Repos dominical dans les commerces de détail

GUILLÉ Jérôme

Avocat

Conseil d’Etat, 6 avril 2016, n° 396320

Par cette décision, le Conseil d’Etat considère la question de la conformité à la Constitution de la compétence du seul préfet, à Paris, pour prendre les décisions de dérogation au repos dominical comme sérieuse, et la renvoie au Conseil constitutionnel.

Ce qu’il faut retenir : Par cette décision, le Conseil d’Etat considère la question de la conformité à la Constitution de la compétence du seul préfet, à Paris, pour prendre les décisions de dérogation au repos dominical comme sérieuse, et la renvoie au Conseil constitutionnel.

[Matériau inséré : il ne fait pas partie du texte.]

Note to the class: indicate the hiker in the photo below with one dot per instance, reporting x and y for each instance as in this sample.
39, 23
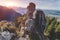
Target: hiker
38, 18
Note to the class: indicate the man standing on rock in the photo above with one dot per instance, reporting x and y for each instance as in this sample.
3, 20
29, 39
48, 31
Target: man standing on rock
39, 22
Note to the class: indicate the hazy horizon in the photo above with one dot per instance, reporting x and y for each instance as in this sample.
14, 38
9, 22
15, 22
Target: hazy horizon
40, 4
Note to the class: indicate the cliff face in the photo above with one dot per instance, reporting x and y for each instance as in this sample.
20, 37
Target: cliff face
8, 14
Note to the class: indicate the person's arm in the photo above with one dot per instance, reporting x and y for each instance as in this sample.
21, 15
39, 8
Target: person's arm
43, 21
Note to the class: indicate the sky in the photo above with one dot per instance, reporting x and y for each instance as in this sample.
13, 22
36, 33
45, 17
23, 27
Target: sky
40, 4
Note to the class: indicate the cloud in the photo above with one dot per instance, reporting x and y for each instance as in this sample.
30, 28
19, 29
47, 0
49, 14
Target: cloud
41, 4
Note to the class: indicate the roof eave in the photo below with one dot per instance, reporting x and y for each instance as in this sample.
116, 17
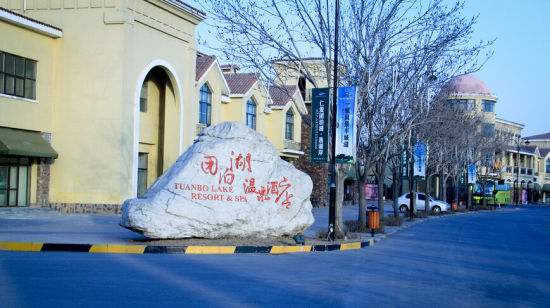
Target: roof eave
32, 25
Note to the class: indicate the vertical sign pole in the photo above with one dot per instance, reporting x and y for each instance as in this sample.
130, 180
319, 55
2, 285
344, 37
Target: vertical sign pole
332, 205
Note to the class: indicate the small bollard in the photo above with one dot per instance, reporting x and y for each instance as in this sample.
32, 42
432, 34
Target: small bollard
374, 219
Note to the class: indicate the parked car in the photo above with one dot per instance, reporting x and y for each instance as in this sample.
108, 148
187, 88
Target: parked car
436, 206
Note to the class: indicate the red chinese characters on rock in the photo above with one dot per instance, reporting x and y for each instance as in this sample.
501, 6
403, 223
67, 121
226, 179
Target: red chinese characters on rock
273, 189
240, 162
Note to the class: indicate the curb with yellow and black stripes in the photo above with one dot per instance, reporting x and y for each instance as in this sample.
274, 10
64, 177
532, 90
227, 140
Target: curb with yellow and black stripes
147, 249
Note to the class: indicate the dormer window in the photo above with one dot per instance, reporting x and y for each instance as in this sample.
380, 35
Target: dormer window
289, 125
251, 114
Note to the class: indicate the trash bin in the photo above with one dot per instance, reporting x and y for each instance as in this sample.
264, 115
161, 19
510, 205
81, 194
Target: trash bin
374, 219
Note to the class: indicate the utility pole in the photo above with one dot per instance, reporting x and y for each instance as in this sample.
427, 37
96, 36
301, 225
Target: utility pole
332, 204
412, 191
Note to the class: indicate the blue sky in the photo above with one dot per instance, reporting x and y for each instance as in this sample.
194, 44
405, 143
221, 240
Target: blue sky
519, 71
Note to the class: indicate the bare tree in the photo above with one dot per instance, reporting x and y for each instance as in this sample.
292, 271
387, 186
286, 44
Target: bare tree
389, 49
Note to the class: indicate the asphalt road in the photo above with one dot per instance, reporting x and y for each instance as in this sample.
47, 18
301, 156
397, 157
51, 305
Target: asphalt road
483, 260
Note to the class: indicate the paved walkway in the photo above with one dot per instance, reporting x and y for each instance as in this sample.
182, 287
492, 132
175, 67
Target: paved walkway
488, 259
43, 225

Pour approfondir : L’article L. 3132-26 du code du travail, issu de la loi du 6 août 2015 dite « loi Macron », formalise les conditions dans lesquelles les autorités municipales peuvent prendre des décisions dérogatoires au repos dominical, dans la limite de douze dimanches par an (neuf en 2015 au terme du III de l’article 257 de la loi du 6 août 2015).

Cet article prévoit notamment que :

  • de telles décisions sont prises par le maire après avis du conseil municipal,
  • lorsque le nombre de dimanches supprimés excède cinq par an, la décision du maire est prise après avis conforme de l’organe délibérant de l’établissement public de coopération intercommunale à fiscalité propre dont la commune est membre.

L’article est clos par cette formule laconique : « A Paris, la décision mentionnée aux trois premiers alinéas est prise par le préfet de Paris. »

S’émouvant de cette particularité parisienne conduisant à la déposséder des prérogatives ci-dessus au profit du préfet de Paris, la ville de Paris a formé, devant le tribunal administratif de Paris le 19 octobre 2015, un recours en annulation pour excès de pouvoir des arrêtés rendus par le préfet de Paris 2 octobre 2015 et fixant pour l’année 2015 des dérogations collectives au repos dominical dans plusieurs branches professionnelles.

Au soutien de sa demande, la ville de Paris entendait soulever une question prioritaire de constitutionnalité aux fins que le Conseil Constitutionnel statue sur la conformité de l’article litigieux aux principes, notamment, d’égalité entre collectivités territoriales, de libre administration des collectivités territoriales, et de subsidiarité (ces deux derniers principes étant garantis par l’article 72 de la Constitution).

Une telle question prioritaire de constitutionnalité doit être soumise à un double filtre avant d’être transmise au Conseil Constitutionnel : le premier est opéré par la juridiction saisie du fonds qui décide, ou non, de transmettre au Conseil d’Etat ; le second est exercé par le Conseil d’Etat.

A chacune de ces étapes, les juges doivent déterminer si les conditions de transmission à l’échelon suivant sont remplies. Ces conditions sont rappelées dans la décision commentée ici et tiennent compte notamment du caractère sérieux de la question posée.

Par ordonnance du 18 janvier 2016, le tribunal administratif a décidé de transmettre au Conseil d’Etat, prioritairement à toute décision sur la demande de la ville de Paris, la question de la conformité aux droits et libertés garantis par la Constitution de l’article L. 3132-26 du code du travail et du III de l’article 257 de la loi du 6 août 2015.

A son tour le 6 avril 2016, le Conseil d’État a accepté de transmettre au Conseil constitutionnel la question prioritaire de constitutionnalité.

Le Conseil Constitutionnel et son nouveau Président, Monsieur Laurent Fabius, seront donc amenés à se prononcer très prochainement sur cette disposition, déjà longuement débattue, de la loi Macron.

Une décision de non-conformité conduirait à l’annulation des décisions dérogatoires au repos dominical prises pour la ville de Paris.

L’enjeu de cette décision, dans un climat de tension sociale et à un moins d’un an d’élections nationales, est donc majeur, tant d’un point de vue économique et juridique que symbolique.